Photo: Wind tunnel testing at the Aerodynamic Research Institute of KWG, 1940, Archives of the Max Planck Society.

The German armed forces’ invasion of Poland started the Second World War in September 1939. But even before that, research conducted in accordance with the Nazi state’s military strategy and ideological interests had enjoyed financial support. Defence research and biomedical projects benefitted in particular from the dictatorship’s ideological agenda: In Göttingen, the aerodynamic testing facility (AVA) developed into an early institution for Big Science. Researchers here experimented with water and wind tunnels to investigate flying and flow behaviour for aircraft construction and torpedo design.
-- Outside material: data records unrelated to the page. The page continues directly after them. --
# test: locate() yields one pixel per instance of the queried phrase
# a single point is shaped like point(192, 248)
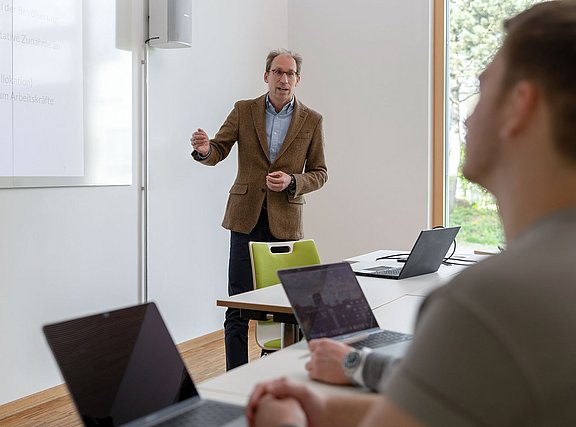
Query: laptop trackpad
point(396, 351)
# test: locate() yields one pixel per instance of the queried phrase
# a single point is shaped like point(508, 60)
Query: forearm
point(376, 370)
point(347, 410)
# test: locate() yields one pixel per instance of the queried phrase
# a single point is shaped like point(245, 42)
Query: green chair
point(266, 260)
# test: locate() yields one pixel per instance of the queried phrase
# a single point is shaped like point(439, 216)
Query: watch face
point(352, 360)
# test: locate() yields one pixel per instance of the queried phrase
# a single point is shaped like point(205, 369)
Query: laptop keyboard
point(389, 271)
point(208, 414)
point(380, 339)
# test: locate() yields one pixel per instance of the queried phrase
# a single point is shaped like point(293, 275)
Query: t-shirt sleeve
point(458, 370)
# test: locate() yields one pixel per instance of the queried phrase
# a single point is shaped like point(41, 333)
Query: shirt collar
point(287, 108)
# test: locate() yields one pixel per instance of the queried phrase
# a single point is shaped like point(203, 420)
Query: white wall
point(72, 251)
point(191, 88)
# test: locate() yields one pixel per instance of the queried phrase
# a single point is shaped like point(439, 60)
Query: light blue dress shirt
point(277, 125)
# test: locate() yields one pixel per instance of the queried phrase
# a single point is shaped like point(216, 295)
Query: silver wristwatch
point(351, 363)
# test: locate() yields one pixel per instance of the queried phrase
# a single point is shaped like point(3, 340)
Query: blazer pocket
point(304, 135)
point(297, 200)
point(239, 189)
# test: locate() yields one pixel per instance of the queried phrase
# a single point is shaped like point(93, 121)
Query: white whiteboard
point(65, 95)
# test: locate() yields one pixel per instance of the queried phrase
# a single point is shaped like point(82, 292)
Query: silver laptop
point(425, 257)
point(328, 302)
point(122, 368)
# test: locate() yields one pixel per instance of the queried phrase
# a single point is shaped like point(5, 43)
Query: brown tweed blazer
point(301, 154)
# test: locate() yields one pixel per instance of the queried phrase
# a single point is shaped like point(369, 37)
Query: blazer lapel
point(298, 118)
point(258, 118)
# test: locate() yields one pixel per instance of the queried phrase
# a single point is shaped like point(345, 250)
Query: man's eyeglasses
point(279, 73)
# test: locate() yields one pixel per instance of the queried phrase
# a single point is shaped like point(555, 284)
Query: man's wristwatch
point(292, 185)
point(353, 364)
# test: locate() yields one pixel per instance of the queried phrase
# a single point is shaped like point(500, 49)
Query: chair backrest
point(268, 258)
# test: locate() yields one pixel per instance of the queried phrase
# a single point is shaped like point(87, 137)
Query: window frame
point(439, 113)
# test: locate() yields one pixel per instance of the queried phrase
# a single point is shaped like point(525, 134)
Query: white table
point(236, 385)
point(395, 304)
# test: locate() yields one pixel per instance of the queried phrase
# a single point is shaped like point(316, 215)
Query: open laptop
point(425, 257)
point(122, 368)
point(328, 302)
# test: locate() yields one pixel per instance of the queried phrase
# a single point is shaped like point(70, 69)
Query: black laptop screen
point(327, 300)
point(119, 366)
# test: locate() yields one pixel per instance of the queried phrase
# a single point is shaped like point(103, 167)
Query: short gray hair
point(277, 52)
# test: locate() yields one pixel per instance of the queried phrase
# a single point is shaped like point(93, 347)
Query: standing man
point(280, 158)
point(495, 346)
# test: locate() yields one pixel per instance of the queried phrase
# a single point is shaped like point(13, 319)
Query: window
point(473, 32)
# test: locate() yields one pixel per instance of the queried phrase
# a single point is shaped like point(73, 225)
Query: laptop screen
point(120, 365)
point(327, 300)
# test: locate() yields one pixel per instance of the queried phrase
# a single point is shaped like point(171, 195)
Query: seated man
point(495, 346)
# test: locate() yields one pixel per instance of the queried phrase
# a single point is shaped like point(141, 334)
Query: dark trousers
point(239, 281)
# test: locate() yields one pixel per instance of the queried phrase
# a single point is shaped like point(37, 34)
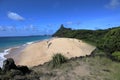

The German Army Ordnance Office took command of large parts of the KWI of Physics in 1940. The field of agronomic research, tasked with providing practical assistance for Hitler’s plans for new ‘lebensraum’ in the East, profited the most from the German armed forces’ conquests in Eastern Europe. From 1943 onwards, Otmar von Verschuer was receiving specimens from the Auschwitz extermination camp from Josef Mengele for the KWI for Anthropology, Human Genetics and Eugenics. Between 1940 and 1945, the KWI for Brain Research in Berlin examined around 700 brains taken from mentally ill and mentally handicapped victims of the Nazi euthanasia that was happening at the same time.